- Location: Les Moulins, Nice, France
- Date: 18 July 2024 c. ~2:30 p.m. (CEST)
- Attack type: Arson, Mass murder, Familicide
- Weapon: Petrol
- Deaths: 7 (including one indirectly)
- Injured: 33
- Perpetrators: Unknown
- Motive: Unknown

= 2024 Nice arson attack =

2024 arson attack in Nice, France

On July 18, 2024, seven people were killed and thirty-three others were injured in an arson attack in Nice, France.

==Fire==
The fire started after unknown men ignited petrol that was poured in a stairwell at around 2:30 p.m. on the seventh floor of an apartment building in Les Moulins, Nice. The fire quickly spread, killing six people from the same family including three young children and three adults, while a teenager died jumping from a window. Thirty people suffered smoke inhalation injuries while three other injured people, including a man who jumped from a window trying to escape the fire and was severely injured, were taken to hospital. A total of 25 fire engines and 72 firefighters were sent to tackle the blaze.

==Aftermath==
One suspect was arrested on July 22, 2024, by French police.

==Victims==
The seven victims consisted of three young children ages five, seven, ten, three adults and a 17-year-old who died indirectly by jumping out a window trying to escape the fire.

==Responses==
The French police stated they were searching for three suspects.

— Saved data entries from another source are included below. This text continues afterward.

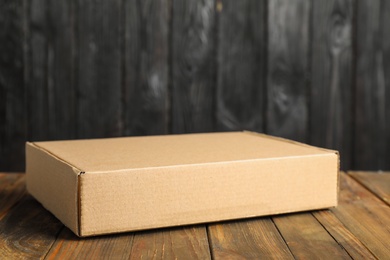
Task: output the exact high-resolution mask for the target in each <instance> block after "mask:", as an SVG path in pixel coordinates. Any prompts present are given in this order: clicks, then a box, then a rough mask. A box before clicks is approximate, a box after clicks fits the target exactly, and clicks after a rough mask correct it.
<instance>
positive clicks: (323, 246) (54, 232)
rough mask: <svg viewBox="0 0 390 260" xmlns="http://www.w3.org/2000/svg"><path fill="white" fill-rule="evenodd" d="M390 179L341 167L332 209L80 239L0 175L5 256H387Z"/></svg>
mask: <svg viewBox="0 0 390 260" xmlns="http://www.w3.org/2000/svg"><path fill="white" fill-rule="evenodd" d="M389 177H390V173H381V174H378V173H367V172H354V173H351V174H345V173H342V174H341V178H340V189H341V190H340V194H339V205H338V206H337V207H336V208H331V209H325V210H318V211H311V212H301V213H293V214H284V215H279V216H272V217H259V218H252V219H247V220H234V221H228V222H222V223H212V224H201V225H195V226H184V227H175V228H166V229H158V230H149V231H142V232H131V233H122V234H112V235H107V236H99V237H91V238H78V237H77V236H76V235H74V234H73V233H72V232H71V231H70V230H69V229H68V228H66V227H64V226H63V225H62V224H61V223H60V222H59V221H58V220H57V219H56V218H55V217H54V216H53V215H52V214H50V213H49V212H48V211H46V210H45V209H44V208H43V207H42V206H41V205H40V204H39V203H38V202H37V201H36V200H35V199H33V198H32V197H31V196H30V195H29V194H27V193H26V191H25V185H24V182H25V176H24V175H23V174H6V173H0V195H1V196H0V259H15V258H29V259H30V258H32V259H45V258H48V259H263V258H266V259H268V258H278V259H294V258H295V259H318V258H323V259H375V258H379V259H389V257H390V250H389V247H388V241H390V218H389V216H390V206H389V204H388V203H387V202H386V200H385V199H384V198H388V197H389V196H390V194H389V193H390V192H389Z"/></svg>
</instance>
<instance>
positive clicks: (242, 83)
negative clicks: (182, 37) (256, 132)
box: [215, 0, 267, 132]
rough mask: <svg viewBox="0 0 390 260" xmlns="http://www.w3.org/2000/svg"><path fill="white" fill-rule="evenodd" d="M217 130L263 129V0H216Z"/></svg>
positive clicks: (263, 26) (263, 18) (263, 37)
mask: <svg viewBox="0 0 390 260" xmlns="http://www.w3.org/2000/svg"><path fill="white" fill-rule="evenodd" d="M217 11H218V12H219V24H218V75H217V86H216V87H217V89H216V99H217V101H216V102H217V104H216V111H215V113H216V120H217V129H218V130H220V131H221V130H243V129H245V130H252V131H259V132H263V130H264V121H265V120H264V102H265V82H266V80H265V78H266V77H265V76H266V71H265V69H266V47H267V46H266V44H267V43H266V1H263V0H260V1H247V0H245V1H224V0H222V1H218V10H217Z"/></svg>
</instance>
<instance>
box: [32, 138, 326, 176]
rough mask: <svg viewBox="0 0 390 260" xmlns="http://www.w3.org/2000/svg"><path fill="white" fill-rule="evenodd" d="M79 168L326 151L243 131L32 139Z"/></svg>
mask: <svg viewBox="0 0 390 260" xmlns="http://www.w3.org/2000/svg"><path fill="white" fill-rule="evenodd" d="M34 144H35V145H37V146H38V147H40V148H42V149H45V150H47V151H48V152H49V153H51V154H53V155H55V156H56V157H58V158H60V159H62V160H64V161H66V162H68V163H69V164H71V165H73V166H75V167H76V168H78V169H79V170H80V171H83V172H87V173H90V172H104V171H117V170H126V169H137V168H152V167H169V166H175V165H187V164H204V163H218V162H226V161H246V160H255V159H277V158H281V157H296V156H313V155H321V154H327V153H329V152H330V151H327V150H324V149H320V148H316V147H311V146H308V145H304V144H299V143H295V142H292V141H288V140H283V139H278V138H273V137H269V136H266V135H262V134H257V133H249V132H227V133H208V134H183V135H164V136H148V137H120V138H107V139H90V140H71V141H49V142H35V143H34Z"/></svg>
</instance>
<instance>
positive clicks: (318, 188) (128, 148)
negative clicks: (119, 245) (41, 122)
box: [26, 132, 339, 237]
mask: <svg viewBox="0 0 390 260" xmlns="http://www.w3.org/2000/svg"><path fill="white" fill-rule="evenodd" d="M26 152H27V175H26V179H27V190H28V191H29V192H30V193H31V194H32V195H33V196H34V197H35V198H36V199H37V200H38V201H40V202H41V203H42V205H43V206H44V207H45V208H47V209H48V210H49V211H51V212H52V213H53V214H54V215H55V216H56V217H57V218H58V219H60V220H61V221H62V222H63V223H64V224H65V225H66V226H67V227H69V228H70V229H71V230H72V231H73V232H74V233H75V234H77V235H78V236H81V237H83V236H92V235H100V234H107V233H116V232H124V231H134V230H144V229H152V228H160V227H168V226H178V225H187V224H194V223H205V222H215V221H222V220H229V219H239V218H250V217H255V216H264V215H270V214H280V213H287V212H295V211H305V210H313V209H322V208H328V207H333V206H336V205H337V196H338V172H339V156H338V153H337V152H335V151H330V150H325V149H321V148H316V147H312V146H308V145H305V144H300V143H297V142H293V141H289V140H284V139H280V138H275V137H271V136H266V135H263V134H257V133H250V132H230V133H210V134H187V135H167V136H149V137H125V138H110V139H95V140H74V141H51V142H33V143H27V144H26Z"/></svg>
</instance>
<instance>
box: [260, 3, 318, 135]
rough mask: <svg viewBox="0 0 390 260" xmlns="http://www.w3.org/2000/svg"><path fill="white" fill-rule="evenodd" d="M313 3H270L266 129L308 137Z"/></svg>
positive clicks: (273, 134)
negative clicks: (307, 102)
mask: <svg viewBox="0 0 390 260" xmlns="http://www.w3.org/2000/svg"><path fill="white" fill-rule="evenodd" d="M309 17H310V2H309V1H306V0H293V1H291V0H276V1H269V2H268V75H267V93H268V95H267V98H268V99H267V132H268V133H270V134H273V135H276V136H282V137H286V138H290V139H294V140H299V141H307V139H308V106H307V102H308V99H307V92H308V79H309V75H310V74H309V71H310V70H309Z"/></svg>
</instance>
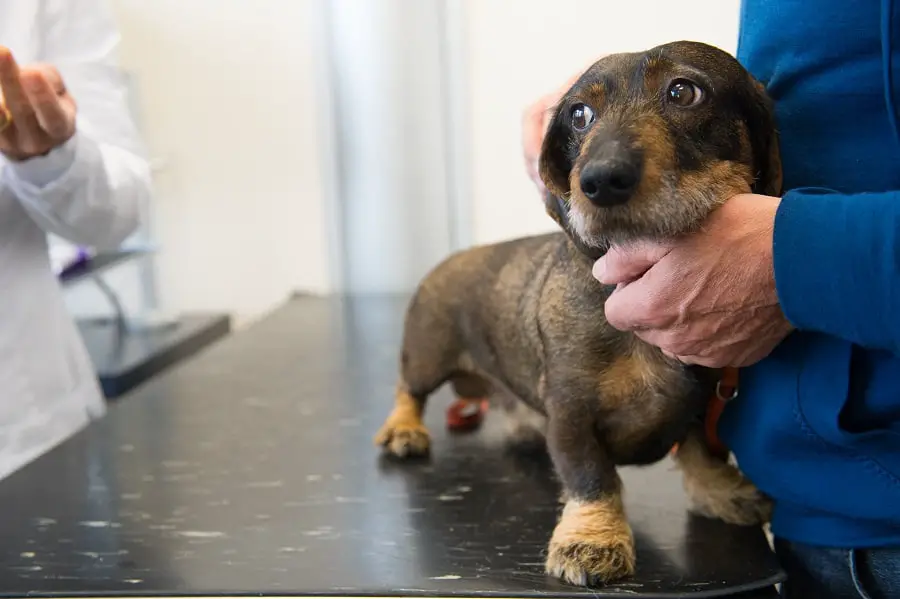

French president Emmanuel Macron stated that his thoughts were with the loved ones of those who died.

Anthony Borre, Nice's deputy mayor, said "These actions are serious, they are barbaric,..." adding that he hoped for a strong response by the authorities once the investigation was over.

Nice prosecutor Damien Martinelli said investigators were looking into a criminal cause for the fire.

French Prime Minister Gabriel Attal stated “What happened here, this fire, is absolutely awful and revolting,...”.